The determination of this point is based on detecting all load and stabbing flanks in the spatial reference system of the measurement device (X, Y, Z) and then express them in the spatial reference system (X', Y', Z') of the pin using the axes transformation matrix to convert all data retrieved from one spatial reference system to the other spatial reference system, as described above.
Once the flanks positions are expressed in the spatial reference system (X', Y', Z') of the pin, a linear fit is performed on the "Zr-Ur" plane where Zr is the axial position of the flank and Ur is the flank generatrix. This linear fitting is performed for all load and stabbing flanks of the threading separately.
Finally, a subtraction is performed between the two lines adjusted, described in the previous paragraph, and obtaining the "root width" for the whole thread and look for the value (Zr - Ur) of "root valley" where the bolt is stuck in the root for a wedge effect.
The measurement method for a wedge profile includes also a "Higbee" measurement. The Higbee is conventionally defined as the cut of the first incomplete thread adjacent to the bevel made at the nose of the pin where its intersection with the thread load flank makes a sharp edge. The Higbee corresponds to the removal of the incomplete starting thread (of many types of thread, not only wedge) on tube end, with outer diameter OD ≥ 5in. The Higbee removes the starting thread from where thread height is zero, until the thread crest starts, i.e. until where the thread height reaches the acceptance value, and the intersection between the Higbee and the crest of the thread defines a line, parallel to the taper.
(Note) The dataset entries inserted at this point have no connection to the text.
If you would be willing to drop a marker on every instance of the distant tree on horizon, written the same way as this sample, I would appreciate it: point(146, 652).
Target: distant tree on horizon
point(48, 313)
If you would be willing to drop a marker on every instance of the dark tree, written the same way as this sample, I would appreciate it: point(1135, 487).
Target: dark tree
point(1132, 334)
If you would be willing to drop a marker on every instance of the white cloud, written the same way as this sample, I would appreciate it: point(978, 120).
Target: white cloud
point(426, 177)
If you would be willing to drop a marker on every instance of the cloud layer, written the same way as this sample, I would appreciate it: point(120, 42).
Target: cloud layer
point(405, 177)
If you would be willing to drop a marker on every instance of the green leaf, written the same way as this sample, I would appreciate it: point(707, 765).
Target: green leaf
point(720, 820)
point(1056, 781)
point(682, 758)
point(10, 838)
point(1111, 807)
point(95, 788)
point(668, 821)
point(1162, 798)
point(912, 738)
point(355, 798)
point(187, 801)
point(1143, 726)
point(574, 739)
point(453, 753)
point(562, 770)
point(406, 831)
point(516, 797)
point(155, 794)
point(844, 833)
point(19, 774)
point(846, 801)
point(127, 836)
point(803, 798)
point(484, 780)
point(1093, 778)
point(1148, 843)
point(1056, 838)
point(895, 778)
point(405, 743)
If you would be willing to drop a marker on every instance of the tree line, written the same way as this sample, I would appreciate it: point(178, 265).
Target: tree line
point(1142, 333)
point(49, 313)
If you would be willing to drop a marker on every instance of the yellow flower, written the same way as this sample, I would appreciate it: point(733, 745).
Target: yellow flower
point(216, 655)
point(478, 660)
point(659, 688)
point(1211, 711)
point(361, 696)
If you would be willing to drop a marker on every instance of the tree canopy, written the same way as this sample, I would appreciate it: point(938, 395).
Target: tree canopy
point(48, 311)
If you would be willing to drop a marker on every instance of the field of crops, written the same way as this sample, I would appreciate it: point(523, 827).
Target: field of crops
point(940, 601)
The arc length of the Higbee is approximately 180º.
Higbee length and height have to meet fabrication tolerances, and depend on the OD and type of connection. Higbee height can be 0, this is to say that the machining tool can reach the root of the thread.
The Higbee point detection is made by adjusting data retrieved from the spiral scan performed on the crest of threading and fitting it to a line and then eliminating from said line all points that are in an area close to the Higbee, when the error between the fitted line and data is greater than some threshold. This point is shown in the graph of figure 17.
The order in which the operations described above are made can vary as well as the number of operations, depending on the necessities and on the parameters to be measured. The completeness of the measurement operation provides also for a calibration of the measurement device before starting operation of the system after set up.
The data points obtained in the longitudinal scan can be further analysed to obtain the value of the step height. Data close to the edges are discarded and a linear fit between consecutive crests is performed, cf. figure 16. The fit is compared to the linear fit of the root and its depth is evaluated by calculating the distance between the line y2 at the center of the root. A similar procedure is performed to calculate the height of the crests, taking y1 as the center of the crest. From the depth and height of the roots and crests, the average and standard deviation are calculated, the incomplete steps are identified and the length of the thread estimated.
Yet another way to calculate the step height, in this case in a global manner, is to subtract a linear fit obtained from the crest and root spiral trajectories. This gives the difference between the inner and outer cones that represents the value of the step height. All variants of the measurement method above described can be carried out by means of the device according to the invention as defined in claim 1 and can also be applied to a pin after a coating operation and to a pin before coating.